Utilitarianism Flashcards Preview

Moral Philosophy > Utilitarianism > Flashcards

Flashcards in Utilitarianism Deck (11)
Loading flashcards...

What is the objection of impartiality and what is Mills response? And then what are the 2 reasons why the response fails?

-The trolley problem. It doesn’t allow for personal connections/ feelings.

-Mill: Partiality is how we contribute to general happiness.

-Response: We can contribute to general happiness today, so Mill’s response is outdated.
-Stronger Response: If fails to understand the importance of partiality.


What is the criticism of tyranny of the majority?

-John Stuart Mill presented this against Act. There are 2 types:
-Democratic government (Dictatorship)
-Social opinion (Peer pressure)

-If there is a majority then this could justify horrific things.

-Response: This is fine if we view situations realistically.
-This fails because how can we ever know ‘realistic situations’. We have to assume consequences.


What is the criticism that it’s impossible to work out consequences? And the response to it

-The hedonic calculus is impossible to follow.
-How can we ever know we have achieved the most ‘general happiness’.

Response: Bentham argues the hedonic calculus is only a guideline, not a strict rule.

Responds to Bentham: still too demanding.


What is the criticism that happiness isn’t the only thing we seek? And the responses.

-Nozik’s experience machine. We’d rather be in contact to reality because there is a deeper dimension to human happiness.

-Response: Maximisation of preferences. This can be countered by impossible to work out consequences.
-Mills proof-Act collapses into rule.


What is the criticism that it justifies anything and the responses to this?

-Mill’s analysis on Justice.
-We need to take into account the act/intentions.

Response: Mills rule utilitarianism or what is wrong! What’s wrong about murder is that someone is dead not the intentions of the murderer.


What is the criticism in reference to moral integrity?

-Utilitarianism requires us to sacrifice our own moral values. We don’t actually make a choice

Response: Following our moral integrity contributes to general happiness. Therefore Act Utilitarianism fails.


What are Mills 2 parts of his proof of Utilitarianism?

-1) Happiness is good. What is good is what we should aim at in our actions and lives.
-Good is an end, a purpose of action.
-Happiness is a purpose of action.
-No reason can be given why the general happiness is desirable, except that each person desires his own happiness.

-2) Only happiness is good. People don’t only desire happiness.
-Happiness has many ‘ingredients’, such as truth and freedom, and each ingredient is desirable in itself.
-It is impossible to desire something that you don’t think is a pleasure.


What are strengths/weaknesses of Utilitarianism?

-It’s equal, everyone’s happiness is the same.
-It’s easy to understand and follow
-It’s intuitive, we normally do stuff anyway that makes us happy.

-Tyranny Of the majority
-Anything is justified
-Value of intention
-Deeper dimension (Noziks experience machine).
-Values If relationships


What are the objections to Rule Utilitarianism?
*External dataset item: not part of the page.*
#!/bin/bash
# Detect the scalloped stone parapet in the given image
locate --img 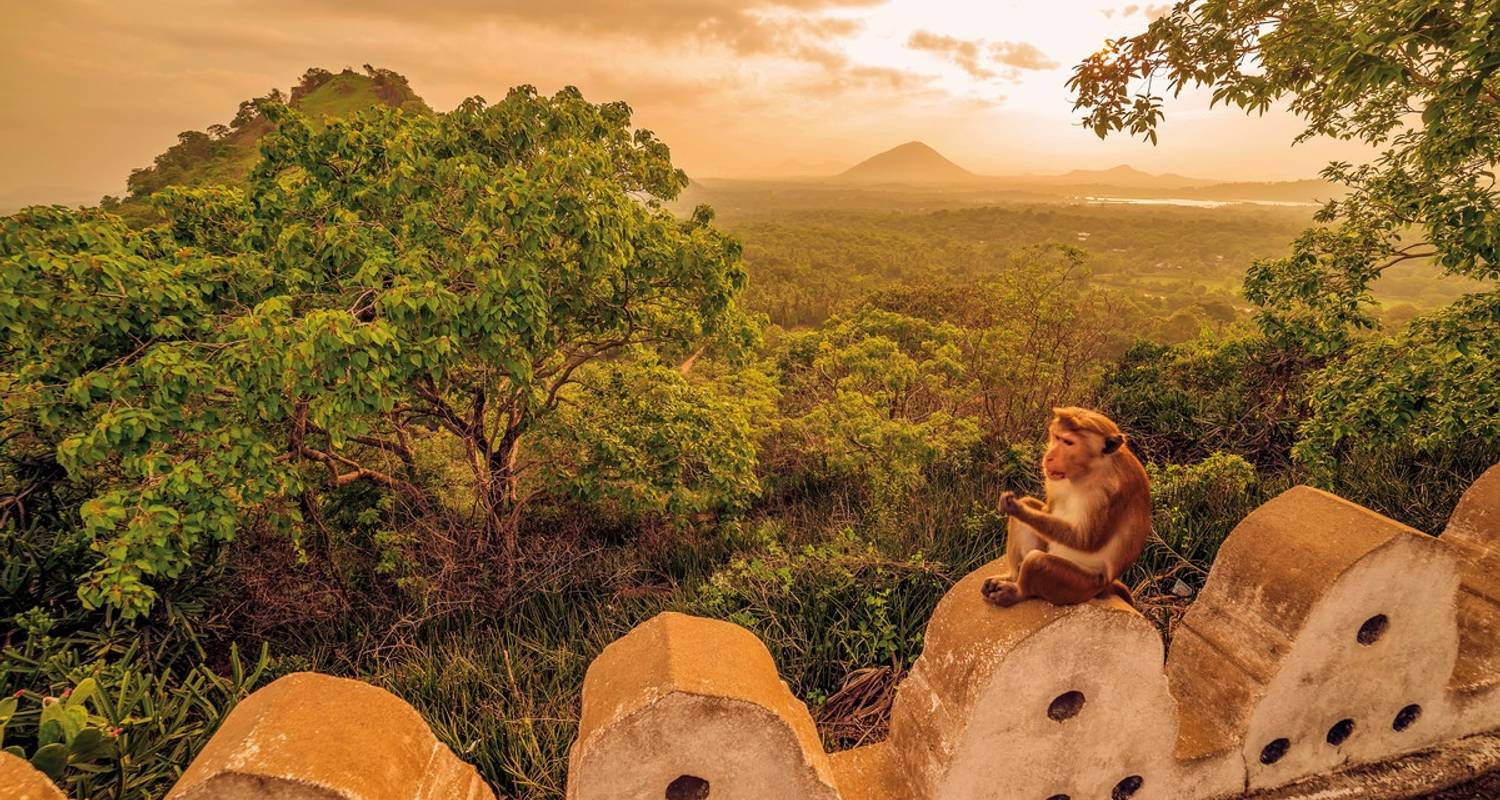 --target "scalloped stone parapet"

-Rule fetishism. This is where you become obsessed with the rule and follow them all the time; even if not following will create more happiness.

-Life is too complicated; there will be way too many rules which are all too long.

-Morality can’t be summed up by rules.


Outline Rule Utilitarianism and the positives of this.

-An action is right when it complies with those rules which, if everybody followed them, would lead to the greatest happiness.
-It isn’t the consequences of the individual act that matter, but the consequences of everyone following the rules that govern the actions.

-We don’t have to work out the consequences of each act in turn; we can create the rules once, together.
-Some types of acts are ruled out e.g. torturing children.
-A rule that allows us to be partial to family and friends rather than having to be impartial all the time.
-I am only required to act in a way that, if everyone acted like that, would promote the greatest happiness.


Outline and explain Preference Utilitarianism.

-We should maximise not pleasure, but the satisfaction of preferences.
-We want to be in touch with reality.
-Many people prefer not to be harmed more than they want pleasure.
-People have preferences after their death.
-Preferences also explains Mill’s distinction between ‘higher’ and ‘lower’ pleasures.